Today’s longer story is the one that Johnstone told about wanting to teach himself to draw the human face. He read someone that said if you want to learn to draw the human figure, you should draw it 5,000 times. The more faces you draw, the faster you can learn to draw. 4,999 failures lead to a success. He also said that at his age he feels it might take 15 or 20,000. So, he said that he is up to about 400 attempts to draw Dylan Thomas’ face from a photograph. His first wasn’t too bad, but his second was terrible. Each time he has a successful drawing, the next 30 or so are bad and then get better.
To get better quickly, fail quickly. Just keep going.
It can be fun to bore the audience for a bit.
To make a successful show, know what you just saw and do something else.
There are no good ideas or bad ideas in the abstract; they are just good or bad in context.
Oh, and cukebrian, you missed his comments about Star Trek and Star Wars.
In any form of entertainment, the audience doesn’t mind watching someone walk down a street, but they are waiting for that person to meet someone. Anytime a person is alone, people are waiting for that person to meet another person.
Improvisers should move.
Open your eyes wide when you walk on stage. This will cause the audience to open their eyes wider and put them in a more positive and accepting mood.
“I like variety, not consistency.”
We go on stage to make relationships, not to make people laugh.
The stage is a place of danger as much as skiing or hang gliding are dangerous. If you decide to improvise, take risks. It is of little value if you don’t.

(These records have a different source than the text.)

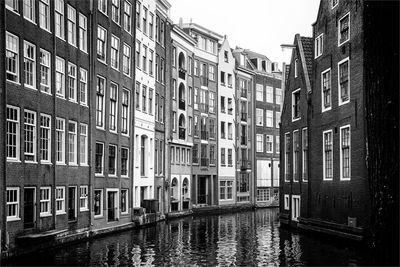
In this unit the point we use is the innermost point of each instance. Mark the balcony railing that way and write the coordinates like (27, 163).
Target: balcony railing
(182, 104)
(182, 133)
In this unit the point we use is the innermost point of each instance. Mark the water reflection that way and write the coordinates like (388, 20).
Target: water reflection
(240, 239)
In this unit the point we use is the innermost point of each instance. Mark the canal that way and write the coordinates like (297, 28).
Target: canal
(250, 238)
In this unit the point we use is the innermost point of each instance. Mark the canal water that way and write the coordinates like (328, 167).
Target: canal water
(251, 238)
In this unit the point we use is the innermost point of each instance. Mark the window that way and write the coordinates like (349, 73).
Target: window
(319, 45)
(326, 90)
(127, 16)
(270, 142)
(82, 33)
(270, 94)
(112, 160)
(12, 5)
(60, 77)
(99, 161)
(260, 143)
(45, 201)
(113, 107)
(83, 144)
(126, 60)
(12, 203)
(45, 74)
(259, 92)
(114, 52)
(60, 140)
(83, 86)
(45, 138)
(115, 11)
(344, 81)
(287, 157)
(13, 133)
(296, 105)
(30, 136)
(270, 118)
(29, 64)
(345, 153)
(125, 112)
(101, 83)
(101, 44)
(98, 202)
(223, 156)
(29, 10)
(124, 200)
(72, 143)
(60, 199)
(327, 155)
(44, 14)
(259, 117)
(71, 25)
(277, 119)
(344, 29)
(124, 161)
(59, 18)
(72, 82)
(12, 61)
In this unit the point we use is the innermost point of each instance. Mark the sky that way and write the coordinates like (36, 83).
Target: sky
(259, 25)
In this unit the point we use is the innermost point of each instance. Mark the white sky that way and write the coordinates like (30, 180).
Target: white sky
(259, 25)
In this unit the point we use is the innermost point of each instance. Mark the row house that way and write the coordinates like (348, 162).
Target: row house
(333, 136)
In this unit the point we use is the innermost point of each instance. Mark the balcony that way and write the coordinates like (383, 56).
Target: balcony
(203, 81)
(182, 133)
(181, 73)
(243, 116)
(182, 104)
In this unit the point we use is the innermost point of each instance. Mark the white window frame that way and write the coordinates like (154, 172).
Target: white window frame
(341, 153)
(83, 198)
(62, 199)
(48, 200)
(15, 217)
(44, 127)
(349, 82)
(319, 45)
(323, 155)
(17, 133)
(323, 108)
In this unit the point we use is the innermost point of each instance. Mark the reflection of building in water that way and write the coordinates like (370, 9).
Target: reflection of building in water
(226, 243)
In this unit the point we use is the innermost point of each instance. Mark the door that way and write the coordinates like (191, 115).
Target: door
(29, 207)
(71, 203)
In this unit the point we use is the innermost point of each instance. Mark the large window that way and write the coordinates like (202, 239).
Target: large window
(60, 77)
(326, 90)
(71, 25)
(12, 203)
(29, 64)
(45, 71)
(30, 136)
(72, 143)
(344, 81)
(60, 140)
(344, 29)
(59, 18)
(101, 43)
(114, 52)
(12, 61)
(82, 33)
(100, 91)
(345, 153)
(45, 138)
(83, 144)
(327, 155)
(44, 14)
(13, 133)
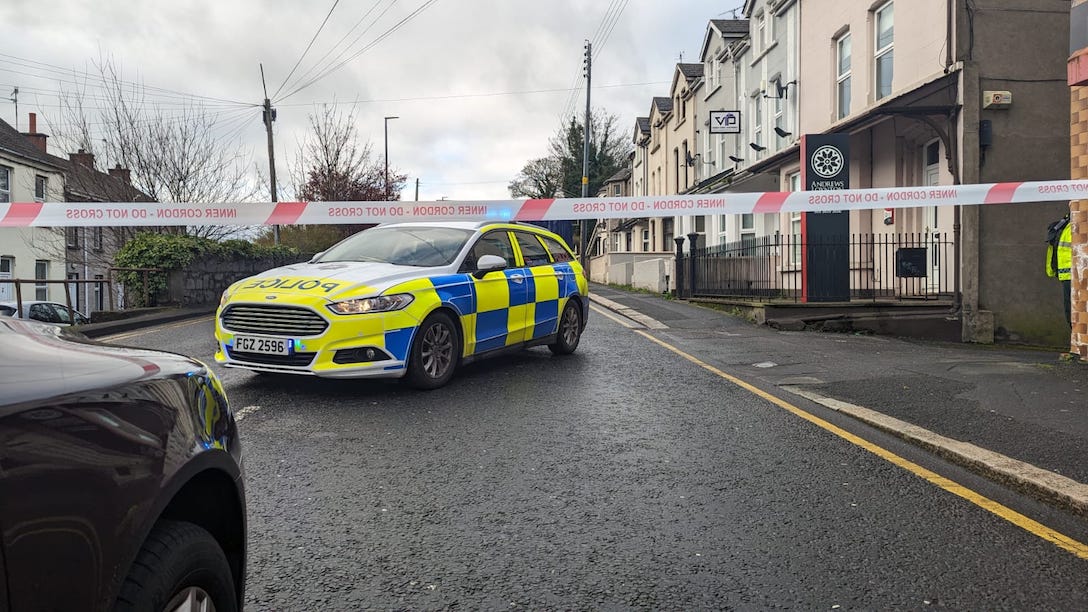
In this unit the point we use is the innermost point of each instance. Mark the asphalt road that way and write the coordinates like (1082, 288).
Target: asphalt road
(621, 477)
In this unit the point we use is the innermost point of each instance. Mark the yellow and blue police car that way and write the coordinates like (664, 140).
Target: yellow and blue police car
(407, 300)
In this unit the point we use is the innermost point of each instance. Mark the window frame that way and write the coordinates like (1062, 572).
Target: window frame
(761, 29)
(879, 52)
(41, 273)
(757, 123)
(40, 187)
(531, 240)
(843, 77)
(469, 265)
(5, 173)
(779, 110)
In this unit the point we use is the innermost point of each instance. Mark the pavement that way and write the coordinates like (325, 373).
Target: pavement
(1018, 416)
(155, 318)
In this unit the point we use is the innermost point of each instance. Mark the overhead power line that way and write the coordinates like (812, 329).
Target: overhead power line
(371, 45)
(307, 50)
(56, 70)
(458, 96)
(319, 65)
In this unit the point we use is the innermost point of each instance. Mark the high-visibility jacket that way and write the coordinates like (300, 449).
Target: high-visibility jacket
(1064, 259)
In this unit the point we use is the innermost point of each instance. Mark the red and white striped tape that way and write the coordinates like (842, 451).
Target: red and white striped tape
(89, 215)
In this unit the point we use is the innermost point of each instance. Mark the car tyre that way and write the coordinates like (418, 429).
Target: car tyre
(434, 353)
(570, 330)
(180, 567)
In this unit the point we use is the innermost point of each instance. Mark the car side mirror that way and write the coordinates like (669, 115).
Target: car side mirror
(490, 264)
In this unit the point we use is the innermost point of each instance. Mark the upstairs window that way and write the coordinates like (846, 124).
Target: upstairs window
(757, 123)
(842, 89)
(4, 184)
(761, 33)
(40, 273)
(885, 46)
(776, 86)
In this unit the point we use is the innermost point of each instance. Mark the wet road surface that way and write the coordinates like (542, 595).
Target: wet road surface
(623, 476)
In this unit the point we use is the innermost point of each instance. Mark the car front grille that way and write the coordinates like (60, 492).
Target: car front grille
(293, 359)
(273, 320)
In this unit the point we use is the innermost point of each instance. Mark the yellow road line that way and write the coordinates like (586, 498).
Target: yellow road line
(1034, 527)
(608, 315)
(157, 328)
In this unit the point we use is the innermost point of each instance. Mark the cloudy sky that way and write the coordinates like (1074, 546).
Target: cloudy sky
(479, 85)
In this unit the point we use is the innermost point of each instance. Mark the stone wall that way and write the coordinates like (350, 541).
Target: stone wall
(204, 281)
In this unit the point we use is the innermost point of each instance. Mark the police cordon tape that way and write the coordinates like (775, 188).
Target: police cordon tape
(90, 215)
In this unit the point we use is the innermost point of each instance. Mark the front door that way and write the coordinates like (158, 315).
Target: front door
(7, 290)
(932, 231)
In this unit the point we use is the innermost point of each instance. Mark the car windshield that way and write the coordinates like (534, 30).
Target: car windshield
(403, 246)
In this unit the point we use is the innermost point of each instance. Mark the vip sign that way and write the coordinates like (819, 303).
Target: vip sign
(725, 122)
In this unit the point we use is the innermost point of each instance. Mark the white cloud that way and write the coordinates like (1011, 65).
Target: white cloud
(459, 147)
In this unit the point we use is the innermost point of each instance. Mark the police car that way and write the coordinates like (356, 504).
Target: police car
(407, 300)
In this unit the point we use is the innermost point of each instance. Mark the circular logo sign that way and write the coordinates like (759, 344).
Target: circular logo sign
(828, 161)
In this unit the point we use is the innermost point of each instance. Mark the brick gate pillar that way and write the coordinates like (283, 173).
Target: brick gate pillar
(1078, 217)
(1077, 71)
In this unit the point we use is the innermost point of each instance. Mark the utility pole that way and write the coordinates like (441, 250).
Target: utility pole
(585, 155)
(269, 115)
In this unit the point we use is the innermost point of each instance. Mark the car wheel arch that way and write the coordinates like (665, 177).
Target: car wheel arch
(211, 477)
(458, 319)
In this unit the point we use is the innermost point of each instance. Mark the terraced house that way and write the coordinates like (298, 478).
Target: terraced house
(29, 173)
(929, 94)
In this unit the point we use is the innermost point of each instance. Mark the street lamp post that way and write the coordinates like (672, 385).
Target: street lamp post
(387, 156)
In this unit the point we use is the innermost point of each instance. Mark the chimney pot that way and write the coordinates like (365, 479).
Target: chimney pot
(122, 173)
(83, 158)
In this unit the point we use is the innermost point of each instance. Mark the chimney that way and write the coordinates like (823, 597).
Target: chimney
(83, 159)
(36, 139)
(122, 173)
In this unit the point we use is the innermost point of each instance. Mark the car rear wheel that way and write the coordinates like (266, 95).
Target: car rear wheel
(570, 330)
(180, 568)
(434, 353)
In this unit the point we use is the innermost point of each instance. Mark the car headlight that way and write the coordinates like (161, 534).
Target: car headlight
(380, 304)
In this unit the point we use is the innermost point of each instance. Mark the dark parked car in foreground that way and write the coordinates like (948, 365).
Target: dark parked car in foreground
(121, 481)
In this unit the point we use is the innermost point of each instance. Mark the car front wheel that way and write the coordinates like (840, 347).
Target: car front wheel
(434, 353)
(180, 568)
(570, 330)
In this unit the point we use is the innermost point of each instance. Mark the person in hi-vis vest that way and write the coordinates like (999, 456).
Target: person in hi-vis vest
(1060, 262)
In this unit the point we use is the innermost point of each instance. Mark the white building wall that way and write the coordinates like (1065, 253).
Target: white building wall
(23, 247)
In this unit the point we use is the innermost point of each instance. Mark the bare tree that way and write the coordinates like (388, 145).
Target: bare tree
(541, 178)
(559, 173)
(186, 155)
(332, 164)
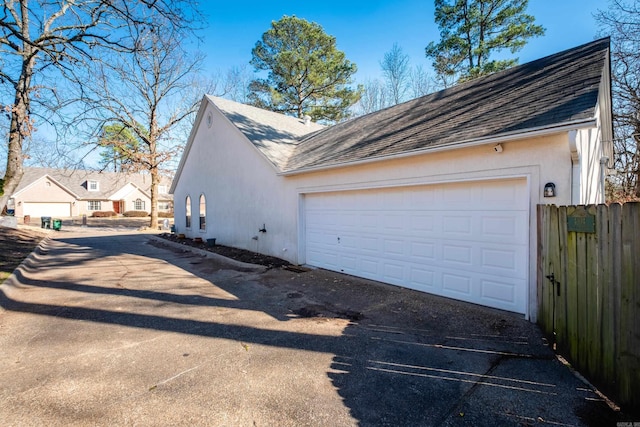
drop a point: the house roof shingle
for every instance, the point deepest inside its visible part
(552, 91)
(74, 180)
(274, 134)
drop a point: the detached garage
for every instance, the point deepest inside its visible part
(438, 194)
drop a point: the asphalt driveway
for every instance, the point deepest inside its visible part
(117, 328)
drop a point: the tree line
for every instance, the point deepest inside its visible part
(120, 77)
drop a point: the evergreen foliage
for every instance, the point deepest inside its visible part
(471, 31)
(307, 74)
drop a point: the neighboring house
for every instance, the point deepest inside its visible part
(437, 194)
(72, 193)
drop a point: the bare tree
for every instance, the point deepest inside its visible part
(150, 94)
(420, 83)
(373, 98)
(43, 43)
(396, 71)
(622, 21)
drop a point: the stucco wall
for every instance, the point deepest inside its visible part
(243, 190)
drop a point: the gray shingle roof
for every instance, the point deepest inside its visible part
(274, 134)
(555, 90)
(75, 181)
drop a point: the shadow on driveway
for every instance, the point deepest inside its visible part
(397, 357)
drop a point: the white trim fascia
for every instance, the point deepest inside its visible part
(62, 187)
(513, 136)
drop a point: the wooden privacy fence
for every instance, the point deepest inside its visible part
(589, 292)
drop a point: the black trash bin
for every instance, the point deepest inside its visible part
(45, 222)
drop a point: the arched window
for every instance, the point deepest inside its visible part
(203, 212)
(187, 210)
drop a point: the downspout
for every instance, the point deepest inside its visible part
(575, 167)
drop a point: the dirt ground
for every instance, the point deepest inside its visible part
(233, 253)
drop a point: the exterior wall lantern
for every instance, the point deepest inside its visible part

We have been taught to laugh before other people if we do something embarrassing to prove that we know we made a mistake. Unnecessary. Just stop caring if you make a mistake.
If you are always onstage looking for a better idea, you are improvising badly.
Scared people try to outsmart the audience. Not a good idea. The audience is always right!
Bore the audience to gain power. If you stay perfectly still for four minutes and then say something, what you say has huge power.
The rule of “Don’t ask questions” is just a crutch for beginners.
If you are a bad improviser, go onstage to help out and make the other improvisers look good. If you work hard at that, you will eventually be one of the good improvisers.
Sometimes getting brain damage releases an unknown talent. If the censor part of the brain is gone, all the interesting parts of the brain are free to come out.
There is a lot of room for bad actors. Where would we be without William Shatner as Captain Kirk? I wouldn't want to see Olivier as Kirk, he would be terrible. Not every part requires acting anyway. Some parts are just nothing. If you are Obi Wan Kenobi you get lots of money and do fuck all. The world doesn’t need only great actors and all parts don't require great, or any, acting.
Change is what the audience remembers the next day. They may have a good time, but if there are no changes in the characters they will not remember it. It is just light entertainment and isn’t there enough of that?
I used to read plays for a living. I read thousands where I crossed out every page as I looked for a single change in any character. Let your characters change one another! That is story.
If you are mirroring activity, you are just working together to keep things from happening.
The audience comes to improv for a display of courage.
If you bring your social self to the stage, you have to think of things to say. Be different on stage. Let go. Be fearless.
Discussion of scenes after a show is poisonous and a waste of time. Just let everyone give their opinion so that people know how everyone feels.
Improvisers need to be actors, comedians, and storytellers.